Um basta! que obrigou o mundo inteiro a parar para reflectir.
2020 foi o ano em que a humanidade adoeceu, morreu e a natureza ganhou saúde, renasceu.
Foi também o ano da perplexidade humana, um ano interessante do ponto de vista sociológico e psicológico, em que o ser humano deixou cair a máscara, apesar de ter de usar uma diariamente, revelando a sua humanidade ou a falta dela nestes tempos difíceis. As certezas que tantos tinham ruíram, desfazendo-se em pó. As certezas de quem eram, seguiram o mesmo caminho.
Fala-se muito do regresso à normalidade, mas não sei de que normalidade se fala, que conceito será esse. Talvez todos queiram regressar à mesma normalidade que consideravam normal e que, afinal, talvez não o fosse.
Se vai ficar tudo bem?
Importa é ficarmos bem, porque a saúde continua a ser um dos bens mais preciosos.

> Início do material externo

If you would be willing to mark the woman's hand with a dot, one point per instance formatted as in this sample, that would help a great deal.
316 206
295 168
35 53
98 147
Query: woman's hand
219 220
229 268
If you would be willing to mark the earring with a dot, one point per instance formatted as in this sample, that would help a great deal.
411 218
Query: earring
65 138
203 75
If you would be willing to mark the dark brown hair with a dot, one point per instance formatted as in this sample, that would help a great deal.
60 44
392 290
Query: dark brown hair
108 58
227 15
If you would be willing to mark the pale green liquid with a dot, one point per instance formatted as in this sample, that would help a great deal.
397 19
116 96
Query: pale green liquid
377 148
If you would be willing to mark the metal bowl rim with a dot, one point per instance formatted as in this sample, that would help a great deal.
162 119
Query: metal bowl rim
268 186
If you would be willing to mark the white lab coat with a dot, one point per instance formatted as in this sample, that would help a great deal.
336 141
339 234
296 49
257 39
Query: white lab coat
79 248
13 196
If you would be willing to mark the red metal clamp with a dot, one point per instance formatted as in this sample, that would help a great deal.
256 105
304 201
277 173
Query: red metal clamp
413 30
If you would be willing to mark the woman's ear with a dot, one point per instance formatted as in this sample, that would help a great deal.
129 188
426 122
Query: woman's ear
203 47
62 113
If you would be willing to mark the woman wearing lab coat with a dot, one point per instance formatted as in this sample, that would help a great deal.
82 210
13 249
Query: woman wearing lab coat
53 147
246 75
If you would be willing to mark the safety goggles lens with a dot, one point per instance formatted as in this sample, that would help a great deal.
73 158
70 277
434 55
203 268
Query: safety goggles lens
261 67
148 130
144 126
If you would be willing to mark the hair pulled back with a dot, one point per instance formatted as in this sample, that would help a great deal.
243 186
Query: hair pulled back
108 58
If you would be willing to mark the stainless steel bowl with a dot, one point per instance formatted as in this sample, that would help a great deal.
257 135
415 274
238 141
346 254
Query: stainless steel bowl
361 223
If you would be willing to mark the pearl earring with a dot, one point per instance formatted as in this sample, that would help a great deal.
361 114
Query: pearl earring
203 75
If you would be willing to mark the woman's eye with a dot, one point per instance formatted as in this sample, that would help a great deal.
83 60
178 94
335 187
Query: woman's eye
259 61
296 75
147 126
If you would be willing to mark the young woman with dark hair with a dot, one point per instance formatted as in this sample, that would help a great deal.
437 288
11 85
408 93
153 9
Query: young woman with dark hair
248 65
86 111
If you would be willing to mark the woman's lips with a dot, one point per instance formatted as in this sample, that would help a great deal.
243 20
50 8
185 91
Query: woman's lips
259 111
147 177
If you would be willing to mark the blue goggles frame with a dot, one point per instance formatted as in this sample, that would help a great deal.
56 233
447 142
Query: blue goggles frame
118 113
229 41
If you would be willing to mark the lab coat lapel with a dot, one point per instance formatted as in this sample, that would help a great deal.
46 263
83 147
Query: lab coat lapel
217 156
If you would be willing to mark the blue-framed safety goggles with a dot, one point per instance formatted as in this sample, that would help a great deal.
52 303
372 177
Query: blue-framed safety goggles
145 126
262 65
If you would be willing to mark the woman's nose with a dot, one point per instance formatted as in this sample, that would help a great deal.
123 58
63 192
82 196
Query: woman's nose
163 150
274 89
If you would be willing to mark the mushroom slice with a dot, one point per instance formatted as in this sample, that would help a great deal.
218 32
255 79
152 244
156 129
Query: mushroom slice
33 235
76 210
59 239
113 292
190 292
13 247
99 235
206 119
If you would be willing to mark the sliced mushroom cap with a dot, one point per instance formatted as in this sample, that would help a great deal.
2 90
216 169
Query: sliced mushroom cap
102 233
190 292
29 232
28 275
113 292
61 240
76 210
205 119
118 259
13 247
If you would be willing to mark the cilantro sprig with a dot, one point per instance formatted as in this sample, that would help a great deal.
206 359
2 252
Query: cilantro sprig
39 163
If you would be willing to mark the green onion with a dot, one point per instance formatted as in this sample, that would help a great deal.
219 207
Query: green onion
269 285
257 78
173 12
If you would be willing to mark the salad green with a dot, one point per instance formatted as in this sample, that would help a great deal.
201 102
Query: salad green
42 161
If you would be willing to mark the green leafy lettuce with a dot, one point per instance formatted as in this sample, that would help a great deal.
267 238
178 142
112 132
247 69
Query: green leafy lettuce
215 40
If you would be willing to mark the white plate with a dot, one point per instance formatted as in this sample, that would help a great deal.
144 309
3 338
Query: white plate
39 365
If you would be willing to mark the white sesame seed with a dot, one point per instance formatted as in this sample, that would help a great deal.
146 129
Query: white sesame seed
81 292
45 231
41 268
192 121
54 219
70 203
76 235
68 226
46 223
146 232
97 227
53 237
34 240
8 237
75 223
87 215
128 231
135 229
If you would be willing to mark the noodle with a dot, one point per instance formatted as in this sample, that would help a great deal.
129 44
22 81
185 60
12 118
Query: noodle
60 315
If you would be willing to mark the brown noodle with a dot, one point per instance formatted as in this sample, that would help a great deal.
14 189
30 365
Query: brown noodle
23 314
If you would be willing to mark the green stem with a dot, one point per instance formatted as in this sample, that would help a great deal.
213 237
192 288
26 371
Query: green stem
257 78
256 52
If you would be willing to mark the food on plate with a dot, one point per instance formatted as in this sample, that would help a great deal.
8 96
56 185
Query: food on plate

Em 2020 ficará na minha memória uma imagem que nunca esquecerei: todas as manhãs em que conduzi para o trabalho, em estradas completamente desertas, sem avistar uma alma humana, debaixo de um silêncio ensurdecedor e apocalíptico.
Nessas manhãs, apesar de sentir que o mundo estava a acabar, nunca vi o céu tão bonito, nunca respirei um ar tão puro, nunca tinha sentido o silêncio assim.
Foram estes momentos cataclísmicos que me marcaram com a sua dualidade de grande beleza em plena destruição.
Metas de leitura com base no número de livros lidos não é e nunca será o meu objectivo. Na leitura não gosto de quantificar, mas de qualificar, porque leio, acima de tudo, pessoas e não meros objectos.
E é delas que é feito o meu balanço livresco de 2020, pessoas que escreveram histórias e poemas, pessoas com quem passei os meus dias.
Com elas vivi, passeei, acordei, adormeci. Com elas os dias de 2020 tornaram-se mais bonitos, apesar de tudo o que ia acontecendo no mundo.
Das arestas exactas dos versos da poesia russa às florestas ondulantes de Sophia, do sol aconchegante de Cecília à paixão exacerbada de Mário de Andrade, dos muitos amores de Vinicius à sentimentalidade de Manuel Bandeira.
Em 2020 decidi trazer mais calor e ritmo brasileiros às minhas leituras, porque o que li em 2020 não foi uma coincidência, mas um meio de sobrevivência aos tempos que vivemos. A literatura brasileira trouxe o sol, o espaço e a alegria que faltaram aos nossos dias.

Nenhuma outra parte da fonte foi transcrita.